The recommended method for creating a locator that supports alternate names for features is to add the alternate values to a table and use an alternate name table role that corresponds to the primary locator role. However, if the reference data already contains duplicate features, alternate values can get created and duplicate geometries will be excluded when the locator is built with the Create Locator tool. To remove duplicate geometries, the primary reference data should contain a field with an ID that connects the duplicate features with the same location. This ID field must be mapped to a primary ID field from the locator role, such as POINT_ADDRESS_ID. This reduces the size of the locator and removes excessive tied candidates from geocoding results.

PointAddress attribute table with POINT_ADDRESS_ID field to link duplicate features for the same location

The Create Locator tool uses the values mapped to the primary ID field to skip all duplicate geometries, except for the first geometry that is encountered, which is stored in the locator. The alternate attribute values are created based on the matching IDs of the duplicate features.

Note:

If the reference data does not include the ID field, it can be added using the Find Identical tool. The Shape field can be used to find duplicates in the primary reference data based on the assumption they have the same geometry. It is possible that duplicates can occur in the reference data when two separate addresses or places of interest (POIs) share the same location, which can be problematic. This procedure will not work in all cases. If the Shape field is used with the Find Identical tool, the output table will contain identical IDs for the duplicate features. Then, it can be joined with the primary reference data and used to build the locator.

If you have a point feature class you want to use as primary reference data and it contains 13 million features, of which 10 million are unique features, mapping the primary ID field will activate the functionality in the Create Locator tool to remove duplicate geometries. The result is a locator that is reduced from 253 MB to 200 MB in size.

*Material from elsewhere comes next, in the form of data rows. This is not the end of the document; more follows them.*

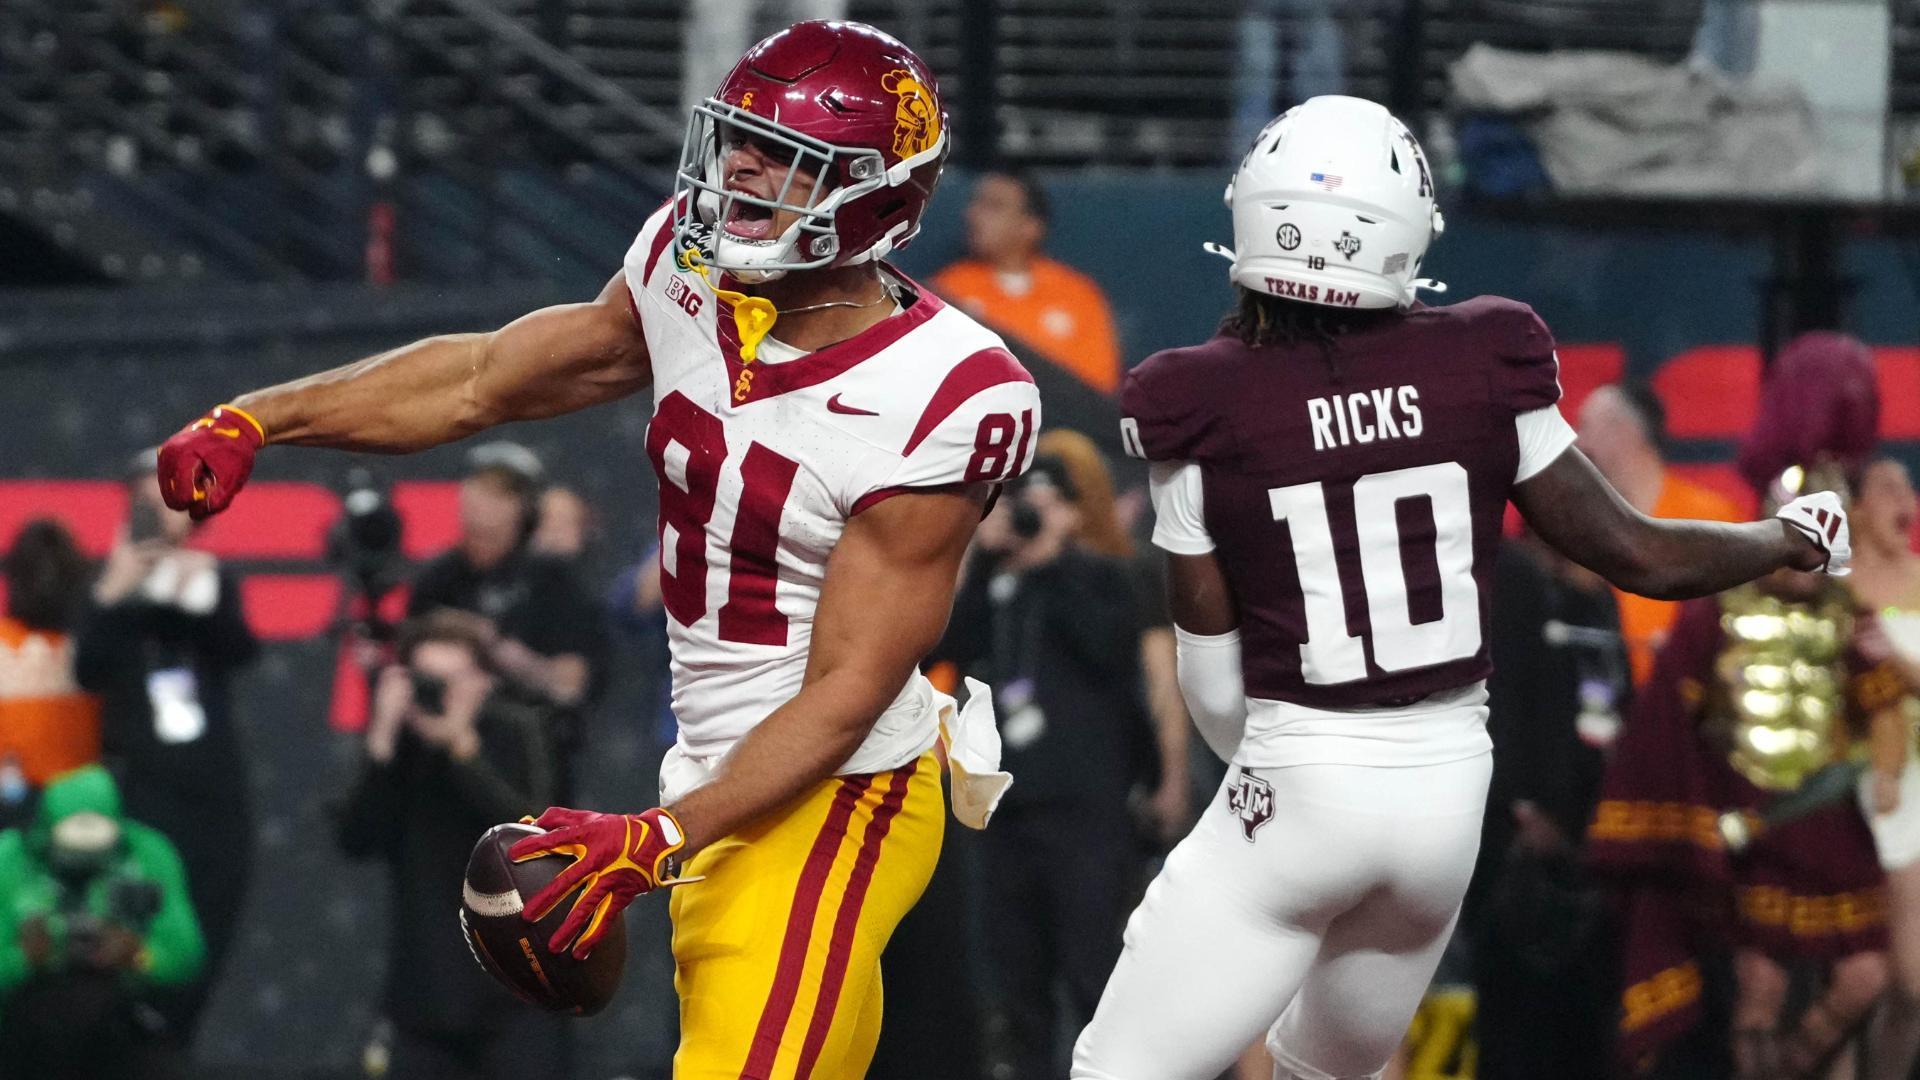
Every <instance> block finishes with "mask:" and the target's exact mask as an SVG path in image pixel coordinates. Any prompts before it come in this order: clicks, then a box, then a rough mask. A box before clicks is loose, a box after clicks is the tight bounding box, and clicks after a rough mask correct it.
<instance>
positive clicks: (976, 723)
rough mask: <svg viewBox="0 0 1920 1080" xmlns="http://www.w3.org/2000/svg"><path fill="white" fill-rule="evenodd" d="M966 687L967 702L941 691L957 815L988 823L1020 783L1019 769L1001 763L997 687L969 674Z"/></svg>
mask: <svg viewBox="0 0 1920 1080" xmlns="http://www.w3.org/2000/svg"><path fill="white" fill-rule="evenodd" d="M966 690H968V700H966V705H964V707H960V705H958V703H956V701H954V700H952V698H950V696H947V694H935V700H937V701H939V709H941V734H943V738H945V740H947V771H948V773H952V790H950V798H952V805H954V817H956V819H960V824H964V826H968V828H987V822H989V821H993V811H995V807H998V805H1000V799H1002V798H1006V790H1008V788H1012V786H1014V774H1012V773H1006V771H1002V769H1000V728H998V726H996V723H995V719H993V690H991V688H987V684H985V682H981V680H977V678H968V680H966Z"/></svg>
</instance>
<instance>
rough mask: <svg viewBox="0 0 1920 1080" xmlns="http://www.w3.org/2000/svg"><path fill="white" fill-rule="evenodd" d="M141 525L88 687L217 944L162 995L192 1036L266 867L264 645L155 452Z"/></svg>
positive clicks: (233, 581) (151, 455) (188, 889)
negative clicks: (230, 945) (159, 478)
mask: <svg viewBox="0 0 1920 1080" xmlns="http://www.w3.org/2000/svg"><path fill="white" fill-rule="evenodd" d="M127 496H129V507H131V509H129V519H127V527H123V528H121V534H119V538H117V542H115V544H113V550H111V552H109V553H108V561H106V567H102V571H100V578H98V580H96V582H94V592H92V603H90V605H88V609H86V611H84V613H83V615H81V623H79V628H77V630H75V646H73V653H75V655H73V667H75V676H77V680H79V684H81V686H83V688H86V690H92V692H96V694H100V749H102V755H104V759H106V763H108V765H109V767H111V769H113V771H115V774H117V778H119V784H121V790H123V792H125V799H127V817H131V819H134V821H142V822H146V824H150V826H154V828H157V830H159V832H161V834H165V836H167V840H171V842H173V846H175V847H177V849H179V853H180V861H182V863H184V865H186V886H188V890H190V892H192V897H194V911H196V913H198V915H200V924H202V926H204V928H205V938H207V967H205V978H204V980H200V982H196V984H194V986H192V988H190V990H184V992H182V994H180V995H177V999H169V1001H163V1011H165V1013H167V1015H169V1020H173V1022H175V1024H177V1026H179V1028H180V1032H182V1036H186V1038H192V1032H194V1024H196V1020H198V1017H200V1013H202V1011H204V1007H205V1001H207V995H209V994H211V992H213V986H215V980H217V978H219V972H221V965H223V963H225V957H227V949H228V945H230V944H232V942H234V938H236V932H238V926H240V907H242V901H244V899H246V884H248V876H250V871H252V865H253V803H252V798H250V796H248V792H250V790H252V784H250V780H248V753H246V740H244V738H242V732H240V723H238V719H236V715H234V694H232V678H234V675H236V673H238V671H240V669H242V667H246V665H248V663H252V661H253V655H255V653H257V651H259V646H257V642H255V640H253V632H252V630H250V628H248V625H246V619H244V617H242V613H240V588H238V582H236V580H234V578H232V575H228V573H227V571H225V569H223V567H221V565H219V561H217V559H215V557H213V555H211V553H207V552H198V550H192V548H186V546H184V544H186V540H188V536H190V534H192V528H194V525H192V521H190V519H188V517H186V513H184V511H175V509H167V505H165V503H163V502H161V498H159V482H157V480H156V475H154V454H152V452H148V454H142V455H140V457H136V459H134V463H132V467H131V471H129V475H127Z"/></svg>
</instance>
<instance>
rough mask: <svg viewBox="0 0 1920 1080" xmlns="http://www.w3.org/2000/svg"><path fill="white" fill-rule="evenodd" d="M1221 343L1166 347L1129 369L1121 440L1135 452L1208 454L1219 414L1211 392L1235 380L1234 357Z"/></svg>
mask: <svg viewBox="0 0 1920 1080" xmlns="http://www.w3.org/2000/svg"><path fill="white" fill-rule="evenodd" d="M1221 342H1223V338H1213V340H1212V342H1208V344H1200V346H1187V348H1169V350H1162V352H1156V354H1152V356H1148V357H1146V359H1142V361H1140V363H1137V365H1135V367H1133V369H1131V371H1127V375H1125V377H1123V379H1121V382H1119V440H1121V446H1123V448H1125V450H1127V454H1129V455H1131V457H1144V459H1148V461H1185V459H1194V457H1202V455H1204V450H1206V444H1208V442H1210V436H1212V434H1213V432H1215V427H1217V423H1215V421H1217V415H1219V409H1215V407H1210V402H1208V396H1210V394H1212V392H1215V390H1213V388H1215V386H1231V384H1235V375H1233V373H1231V371H1229V367H1231V363H1233V359H1231V357H1229V354H1227V350H1225V348H1223V346H1221Z"/></svg>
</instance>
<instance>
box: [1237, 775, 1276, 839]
mask: <svg viewBox="0 0 1920 1080" xmlns="http://www.w3.org/2000/svg"><path fill="white" fill-rule="evenodd" d="M1227 811H1229V813H1231V815H1233V817H1236V819H1240V828H1242V830H1244V832H1246V842H1248V844H1252V842H1254V832H1258V830H1260V826H1261V824H1267V822H1269V821H1273V784H1269V782H1265V780H1261V778H1260V776H1254V774H1252V773H1248V771H1244V769H1242V771H1240V774H1238V776H1236V778H1235V780H1233V784H1229V786H1227Z"/></svg>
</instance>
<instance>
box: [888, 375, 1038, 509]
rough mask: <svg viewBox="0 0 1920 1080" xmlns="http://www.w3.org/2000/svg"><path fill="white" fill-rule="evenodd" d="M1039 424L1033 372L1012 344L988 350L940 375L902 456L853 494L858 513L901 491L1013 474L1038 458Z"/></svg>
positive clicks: (1035, 393) (1025, 466)
mask: <svg viewBox="0 0 1920 1080" xmlns="http://www.w3.org/2000/svg"><path fill="white" fill-rule="evenodd" d="M1039 430H1041V394H1039V390H1037V388H1035V384H1033V377H1031V375H1029V373H1027V369H1025V367H1021V365H1020V361H1018V359H1014V356H1012V354H1008V352H1006V350H1002V348H991V350H981V352H977V354H973V356H970V357H968V359H964V361H962V363H960V365H958V367H954V371H952V373H950V375H948V377H947V380H943V382H941V386H939V388H937V390H935V392H933V398H931V400H929V402H927V405H925V409H924V411H922V415H920V421H918V423H916V425H914V430H912V434H910V436H908V440H906V446H904V448H902V450H900V457H899V463H897V465H895V467H893V471H891V473H887V475H883V477H881V479H877V480H876V482H870V484H866V486H864V490H860V492H856V494H854V500H852V507H851V513H860V511H862V509H868V507H870V505H874V503H879V502H883V500H887V498H891V496H897V494H902V492H912V490H929V488H952V486H960V484H981V482H987V484H998V482H1006V480H1012V479H1014V477H1018V475H1021V473H1025V471H1027V467H1029V465H1033V455H1035V444H1037V440H1039Z"/></svg>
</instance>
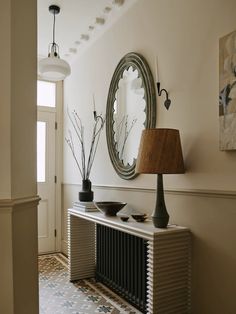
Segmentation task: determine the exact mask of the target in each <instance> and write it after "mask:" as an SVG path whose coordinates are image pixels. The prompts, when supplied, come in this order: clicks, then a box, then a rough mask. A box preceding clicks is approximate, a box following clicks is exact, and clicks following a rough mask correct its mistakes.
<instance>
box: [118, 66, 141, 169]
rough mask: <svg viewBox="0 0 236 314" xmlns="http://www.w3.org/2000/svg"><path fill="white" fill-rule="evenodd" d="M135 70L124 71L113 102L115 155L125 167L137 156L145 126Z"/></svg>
mask: <svg viewBox="0 0 236 314" xmlns="http://www.w3.org/2000/svg"><path fill="white" fill-rule="evenodd" d="M142 83H143V82H142V78H140V77H139V76H138V71H137V69H134V68H133V67H132V66H130V67H129V68H128V69H125V70H124V72H123V75H122V77H121V79H120V80H119V83H118V89H117V91H116V94H115V101H114V127H113V128H114V141H115V145H116V150H117V155H118V157H119V159H120V160H121V161H122V162H123V164H124V165H125V166H127V165H132V163H133V162H134V159H135V158H136V157H137V155H138V148H139V140H140V137H141V133H142V130H143V129H144V125H145V119H146V114H145V107H146V100H145V98H144V88H143V86H142Z"/></svg>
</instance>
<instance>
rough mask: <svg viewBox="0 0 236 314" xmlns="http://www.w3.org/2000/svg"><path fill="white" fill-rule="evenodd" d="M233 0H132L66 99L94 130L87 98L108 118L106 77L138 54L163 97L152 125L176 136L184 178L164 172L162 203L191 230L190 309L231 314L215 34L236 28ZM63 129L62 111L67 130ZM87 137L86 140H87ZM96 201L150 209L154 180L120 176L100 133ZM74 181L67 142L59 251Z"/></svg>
mask: <svg viewBox="0 0 236 314" xmlns="http://www.w3.org/2000/svg"><path fill="white" fill-rule="evenodd" d="M235 10H236V3H235V1H234V0H225V1H224V0H207V1H204V0H178V1H175V0H147V1H146V0H145V1H141V0H138V1H137V2H136V3H135V4H134V6H133V7H132V8H131V9H130V10H129V11H128V12H127V13H126V14H125V15H124V16H123V17H122V18H120V20H118V21H117V22H116V23H115V24H114V25H113V27H112V28H111V29H110V30H108V31H107V32H106V33H104V35H103V36H102V37H101V38H99V40H98V41H96V42H95V43H94V44H93V45H92V46H91V47H90V48H89V49H88V50H86V53H84V54H82V55H81V56H80V57H79V58H78V59H77V60H76V61H75V62H74V63H73V65H72V74H71V76H70V77H68V79H66V81H65V94H64V103H65V110H66V106H68V107H69V108H70V109H71V110H72V109H76V110H77V111H78V113H79V115H80V116H81V118H82V121H83V122H84V124H85V131H86V132H87V131H88V130H89V127H91V124H92V110H93V107H92V95H93V93H94V94H95V99H96V109H97V111H98V112H99V113H100V112H103V113H105V111H106V99H107V94H108V89H109V84H110V80H111V77H112V75H113V72H114V70H115V67H116V65H117V64H118V62H119V60H120V59H121V58H122V57H123V55H125V54H126V53H128V52H131V51H135V52H138V53H141V54H142V55H143V56H144V57H145V58H146V60H147V61H148V63H149V65H150V67H151V70H152V73H153V74H154V73H155V57H156V56H157V57H158V74H159V78H160V81H161V84H162V86H163V87H164V88H166V89H167V90H168V91H169V96H170V99H171V101H172V105H171V107H170V109H169V111H167V110H166V109H165V107H164V106H163V98H162V97H161V98H158V99H157V121H156V127H170V128H177V129H179V130H180V135H181V140H182V147H183V154H184V160H185V165H186V173H185V174H183V175H168V176H167V175H166V176H164V184H165V189H166V205H167V208H168V210H169V213H170V216H171V223H177V224H180V225H185V226H188V227H190V229H191V231H192V234H193V289H192V291H193V294H192V299H193V313H194V314H203V313H204V314H205V313H207V314H218V313H219V314H220V313H227V314H234V313H235V309H236V300H235V298H234V295H233V291H235V289H236V273H235V269H234V264H235V261H236V251H235V250H234V247H233V243H235V241H236V236H235V232H234V230H235V229H236V219H235V218H236V209H235V208H236V206H235V205H236V188H235V187H236V179H235V173H236V155H235V152H232V151H231V152H221V151H219V121H218V86H219V74H218V68H219V62H218V59H219V38H221V37H222V36H224V35H226V34H228V33H230V32H232V31H233V30H235V29H236V21H235V14H234V12H235ZM68 128H69V123H68V119H67V116H66V114H65V121H64V131H65V135H66V134H67V131H68ZM86 136H87V137H88V138H89V135H86ZM91 181H92V182H93V186H94V192H95V199H96V200H109V199H110V200H122V201H126V202H128V206H129V207H130V208H132V209H135V210H139V211H142V212H147V213H151V212H152V209H153V207H154V203H155V188H156V176H155V175H139V176H138V177H137V178H136V179H135V180H131V181H125V180H122V179H121V178H120V177H118V175H117V174H116V172H115V171H114V169H113V167H112V164H111V162H110V159H109V155H108V150H107V145H106V136H105V130H104V132H103V134H102V136H101V141H100V145H99V147H98V151H97V154H96V158H95V161H94V165H93V168H92V173H91ZM80 182H81V178H80V175H79V173H78V171H77V168H76V166H75V163H74V160H73V158H72V156H71V153H70V151H69V149H68V147H67V146H66V145H65V146H64V182H63V204H64V206H63V211H64V230H63V247H64V251H65V252H66V244H67V242H66V241H67V237H66V232H67V231H66V210H67V208H68V207H70V206H72V202H73V201H74V200H75V199H77V197H78V196H77V193H78V191H79V190H80V186H79V185H80Z"/></svg>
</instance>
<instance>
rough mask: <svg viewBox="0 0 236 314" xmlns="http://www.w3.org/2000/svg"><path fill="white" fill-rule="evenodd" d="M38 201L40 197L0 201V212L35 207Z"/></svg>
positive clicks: (10, 199) (18, 209)
mask: <svg viewBox="0 0 236 314" xmlns="http://www.w3.org/2000/svg"><path fill="white" fill-rule="evenodd" d="M39 201H40V197H39V196H38V195H35V196H27V197H21V198H14V199H0V211H8V212H9V211H11V212H14V211H15V210H19V209H22V208H25V207H32V206H37V205H38V203H39Z"/></svg>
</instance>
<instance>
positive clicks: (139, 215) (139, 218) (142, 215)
mask: <svg viewBox="0 0 236 314" xmlns="http://www.w3.org/2000/svg"><path fill="white" fill-rule="evenodd" d="M132 217H133V218H134V220H136V221H137V222H144V221H145V220H146V219H147V215H146V214H133V215H132Z"/></svg>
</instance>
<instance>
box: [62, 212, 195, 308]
mask: <svg viewBox="0 0 236 314" xmlns="http://www.w3.org/2000/svg"><path fill="white" fill-rule="evenodd" d="M96 225H97V234H96V228H95V227H96ZM96 243H97V260H96ZM68 255H69V274H70V280H77V279H82V278H88V277H95V270H96V277H97V279H98V280H100V281H102V282H103V283H105V284H106V285H108V286H109V287H111V288H112V289H113V290H115V291H116V292H117V293H119V294H120V295H121V296H123V297H124V298H126V299H127V300H129V302H130V303H132V304H133V305H135V306H136V307H137V308H138V309H140V310H141V311H142V312H144V313H147V314H189V313H190V311H191V293H190V292H191V233H190V231H189V229H187V228H184V227H180V226H169V227H168V228H167V229H157V228H154V227H153V224H152V222H151V221H150V222H149V221H148V222H145V223H142V224H138V223H135V222H132V221H130V222H129V223H123V222H121V221H120V220H119V218H118V217H104V216H103V215H102V214H100V213H83V212H79V211H76V210H75V209H69V211H68Z"/></svg>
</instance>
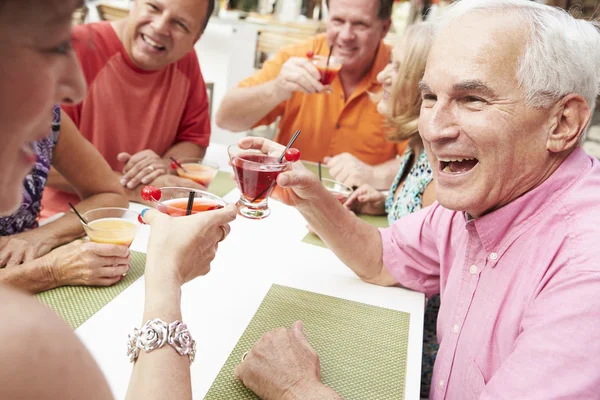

Primary ID fields for each role

RolePrimary ID

Point Address

Address Join ID

Parcel

Parcel Join ID

Street Address

Street Join ID

POI

Place Join ID

Distance Marker

Street Join ID

Distance Range

Street Join ID

Postal

Postal Join ID

Postal Extension

Postal Extension Join ID

Postal Locality

A combination of Postal Join ID and all of the mapped administrative areas' Join IDs is used as the primary ID in the Create Locator tool, so all of these should be mapped.

Zone

Zone Join ID

Block

Block Join ID

Sector

Sector Join ID

Neighborhood

Neighborhood Join ID

District

District Join ID

City

City Join ID

Metro Area

Metro Area Join ID

Subregion

Subregion Join ID

Region

Region Join ID

Territory

Territory Join ID

Country

Country Join ID